We learn to slow down for their sake, as they enjoy the scent of the wind, or track a visitors trail across their yard.
We expect to be inconvenienced, and aren't angry when it happens.
We watch for pain and treat it, watch for changes in vision and hearing and do what we can to help preserve those precious senses for
as long as possible.
We take care of their teeth, and make sure their food is a manageable texture for them.
We remind them of the need for a potty walk when they seem to forget.
We remember the little rewards. We scratch the graying ears and tummy, and go for car rides together. When the pet we love has an
unexplained need for comfort, we give it freely. When infirmities bring a sense of vulnerability, we become our old guardian's
protector.
We watch their deepest slumbers, when dreams take them running across long-forgotten fields, and we remember those fields too.
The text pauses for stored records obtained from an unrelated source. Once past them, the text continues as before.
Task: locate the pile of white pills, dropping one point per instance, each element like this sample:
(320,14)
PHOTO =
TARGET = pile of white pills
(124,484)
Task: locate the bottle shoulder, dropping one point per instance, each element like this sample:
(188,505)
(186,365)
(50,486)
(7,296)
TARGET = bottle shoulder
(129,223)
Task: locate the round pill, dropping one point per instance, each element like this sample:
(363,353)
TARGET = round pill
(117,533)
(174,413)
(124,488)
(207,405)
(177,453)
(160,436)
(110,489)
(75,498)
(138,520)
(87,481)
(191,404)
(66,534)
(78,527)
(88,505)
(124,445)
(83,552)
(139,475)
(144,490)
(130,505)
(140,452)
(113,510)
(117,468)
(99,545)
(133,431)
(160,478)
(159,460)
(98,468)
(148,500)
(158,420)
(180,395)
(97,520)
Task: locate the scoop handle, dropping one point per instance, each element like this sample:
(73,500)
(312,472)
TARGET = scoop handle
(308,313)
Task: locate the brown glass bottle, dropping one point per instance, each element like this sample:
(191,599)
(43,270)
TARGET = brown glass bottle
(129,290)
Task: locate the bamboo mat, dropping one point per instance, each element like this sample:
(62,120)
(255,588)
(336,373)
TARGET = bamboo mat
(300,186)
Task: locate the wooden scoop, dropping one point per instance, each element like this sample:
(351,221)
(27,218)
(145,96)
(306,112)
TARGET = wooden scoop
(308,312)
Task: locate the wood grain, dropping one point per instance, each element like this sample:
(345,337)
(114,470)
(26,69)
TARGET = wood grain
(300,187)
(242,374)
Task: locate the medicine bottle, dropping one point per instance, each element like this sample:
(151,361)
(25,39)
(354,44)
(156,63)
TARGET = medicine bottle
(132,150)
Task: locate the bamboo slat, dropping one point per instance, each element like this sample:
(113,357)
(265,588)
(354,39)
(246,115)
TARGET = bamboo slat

When they cannot
stand alone, we lift them. When their steps are uncertain, we steady them.
And if their health fails, it falls to us to make the choice that will gently put them to rest. But until that is absolutely
necessary, we pause to let the autumn sun warm our old friend's bones. And we realize, autumn is not a bad time of year at all.
Old age is not a disease or a reason to give up. It is a stage of life that brings its own changes. Autumn can be a beautiful time of
harvest.
And, sometimes, the harvest is love.